— Est-ce que Liseron, lui dit Paul tout à coup, viendra te chercher aujourd’hui ?

La réponse que fit Tiennet nous plongea tous dans un grand trouble. Non, Lison ne viendrait pas nous appeler, parce qu’elle était bien malade. Depuis trois jours elle était couchée.

— Le médecin a dit, ce matin, qu’elle pouvait mourir, acheva Tiennet d’un air grave. Maman m’a laissé sortir, parce que, pour ma sœur Lise, il ne faut pas faire de bruit dans la maison. Et moi je suis venu bien volontiers parce que j’ai entendu dire une chose : quand on peut voir passer les cloches dans le ciel, si l’on pense bien vite un vœu, le bon Dieu fait arriver ce qu’on lui demande… Alors, vous comprenez, n’est-ce pas ? pour Lison, il faut que je voie les cloches !

Il y eut un long silence.

— « C’est comme pour les étoiles filantes, » dit enfin le petit Pierre. Et Frédéric continua : — « Si on demande une chose au bon Dieu avant que l’étoile soit éteinte, le bon Dieu fait ce que vous voulez. »

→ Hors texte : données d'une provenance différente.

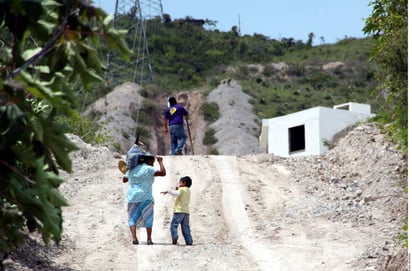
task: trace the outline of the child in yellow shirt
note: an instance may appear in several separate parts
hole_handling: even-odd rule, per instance
[[[189,224],[189,204],[190,204],[190,187],[192,186],[192,179],[189,176],[180,178],[179,186],[176,190],[160,192],[163,195],[170,194],[176,197],[173,208],[173,219],[170,223],[170,233],[172,235],[172,244],[177,245],[178,233],[177,228],[181,226],[183,237],[186,245],[193,244],[192,234],[190,232]]]

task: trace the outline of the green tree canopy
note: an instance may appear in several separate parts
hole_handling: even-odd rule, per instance
[[[390,105],[388,121],[403,148],[408,134],[408,1],[375,0],[364,32],[375,39],[372,60],[382,68],[380,92]]]
[[[122,32],[89,1],[0,1],[0,256],[25,228],[46,243],[61,238],[68,202],[58,174],[71,171],[76,146],[57,117],[75,108],[74,86],[103,82],[100,41],[130,54]]]

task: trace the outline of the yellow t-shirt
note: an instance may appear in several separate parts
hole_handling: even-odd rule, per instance
[[[175,206],[173,208],[174,213],[185,213],[189,214],[189,204],[190,204],[190,188],[189,187],[179,187],[177,190],[178,196],[175,201]]]

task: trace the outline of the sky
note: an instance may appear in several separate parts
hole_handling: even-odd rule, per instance
[[[118,0],[130,3],[130,0]],[[220,31],[240,26],[242,35],[255,33],[271,39],[294,38],[314,44],[336,43],[344,38],[362,38],[365,19],[372,13],[371,0],[159,0],[163,13],[172,20],[190,16],[216,21]],[[94,0],[96,6],[113,14],[115,0]],[[141,0],[140,3],[158,3]],[[130,4],[129,4],[130,5]]]

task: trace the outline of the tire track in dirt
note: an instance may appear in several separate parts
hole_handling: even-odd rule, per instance
[[[235,156],[215,156],[214,163],[222,180],[222,205],[232,234],[239,236],[242,245],[256,261],[258,270],[279,270],[275,255],[259,240],[254,238],[254,229],[249,222],[248,213],[242,198],[242,184]]]

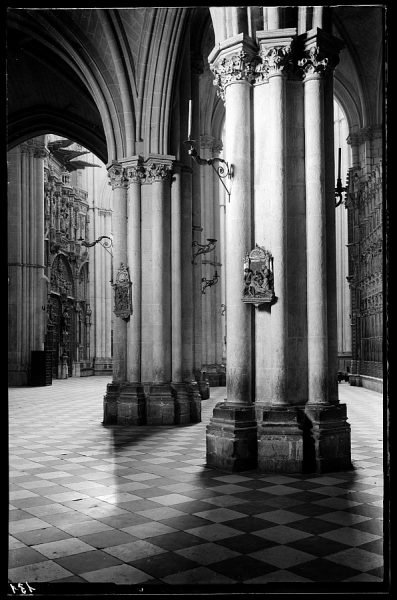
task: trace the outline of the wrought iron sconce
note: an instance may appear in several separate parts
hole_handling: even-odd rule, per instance
[[[341,159],[341,149],[338,149],[338,177],[336,179],[336,187],[335,187],[335,198],[339,198],[338,201],[335,202],[335,208],[340,206],[343,203],[342,194],[347,191],[347,187],[342,186],[342,179],[340,177],[340,159]]]
[[[218,158],[217,156],[215,156],[214,158],[201,158],[201,156],[199,156],[196,148],[195,148],[195,140],[191,140],[190,138],[188,140],[185,140],[183,142],[184,144],[187,144],[190,146],[189,150],[188,150],[188,154],[196,161],[196,163],[198,165],[211,165],[211,167],[214,169],[215,173],[218,175],[219,181],[221,182],[221,184],[223,185],[223,187],[225,188],[227,195],[229,196],[229,202],[230,202],[230,190],[227,188],[224,179],[231,179],[233,177],[233,170],[232,170],[232,166],[229,165],[225,160],[223,160],[223,158]]]
[[[212,279],[206,279],[205,277],[201,278],[201,293],[205,294],[205,288],[211,287],[215,285],[219,281],[218,271],[215,271],[214,277]]]
[[[215,250],[217,240],[215,240],[214,238],[207,238],[207,242],[208,244],[199,244],[196,240],[192,242],[192,248],[198,246],[196,252],[193,253],[192,265],[197,264],[195,262],[195,258],[197,258],[199,254],[207,254],[207,252]]]
[[[101,241],[103,239],[105,240],[104,242]],[[94,242],[86,242],[83,238],[79,238],[78,241],[80,242],[80,244],[82,246],[85,246],[86,248],[91,248],[92,246],[95,246],[96,244],[99,244],[99,243],[101,244],[101,246],[103,246],[106,249],[111,248],[113,246],[113,239],[108,235],[101,235]],[[110,250],[108,252],[110,252]]]

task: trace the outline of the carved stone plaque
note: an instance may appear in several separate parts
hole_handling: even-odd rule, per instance
[[[255,306],[275,300],[273,256],[258,244],[245,257],[242,300]]]
[[[112,284],[114,289],[114,314],[124,321],[129,321],[132,315],[132,295],[130,275],[128,267],[124,263],[116,273],[115,283]]]

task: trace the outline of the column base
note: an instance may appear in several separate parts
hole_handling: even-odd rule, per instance
[[[190,423],[190,397],[187,384],[171,383],[171,393],[175,401],[175,424]]]
[[[187,384],[190,396],[190,422],[201,423],[201,394],[197,381],[191,381]]]
[[[104,375],[109,377],[113,371],[113,359],[110,357],[98,357],[96,356],[93,360],[94,375]]]
[[[120,395],[120,383],[108,383],[103,397],[103,425],[117,424],[117,400]]]
[[[173,425],[175,400],[169,383],[152,383],[146,397],[146,424]]]
[[[258,418],[258,470],[262,473],[302,473],[306,470],[307,437],[303,408],[261,406]]]
[[[248,471],[257,466],[257,425],[253,405],[220,402],[207,425],[207,466]]]
[[[145,424],[145,394],[141,383],[120,386],[117,402],[117,425]]]
[[[225,365],[204,365],[203,371],[210,387],[224,387],[226,385]]]
[[[306,404],[305,414],[311,423],[313,471],[329,473],[352,469],[346,404]]]

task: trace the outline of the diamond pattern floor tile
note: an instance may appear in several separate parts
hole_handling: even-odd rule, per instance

— Oui, c’est comme ça, dit Tiennet. Et il répéta : — Il faut que je voie les cloches !

— Toi ou moi, dit Paul, ou bien un autre, ça n’y fait rien. Pour Liseron, c’est la même chose.

Il avait raison, Paul : Nous faisions tous le même vœu.

Il y eut encore un très long silence. Quelque chose de grand bouleversait nos petits cœurs. C’était doux, triste et confus. C’était notre amour pour Lise. Nous voulions la revoir, la revoir souvent, jolie et vivante, l’entendre encore nous appeler dans l’écho de la montagne, l’embrasser encore, la perdre et la retrouver dans nos immenses forêts de romarins plus hauts que nos têtes ! Quelle idée nous faisions-nous de la mort de Lise ? Nous savions seulement que ce serait ne plus la revoir. Nous n’acceptions pas cela. Et comment être sûrs qu’elle ne mourrait pas ? Ah ! si ça pouvait être vrai, l’histoire des cloches ! Si l’un de nous pouvait les entrevoir là-haut, traversant les petits nuages du ciel comme des hirondelles ou des goélands ! Et pourquoi non ? Nos pères n’y croyaient pas, au voyage des cloches par le chemin des oiseaux, mais nos mères nous l’avaient conté. Pourquoi ne serait-ce pas elles qui avaient raison ? Nous voulions tant être consolés !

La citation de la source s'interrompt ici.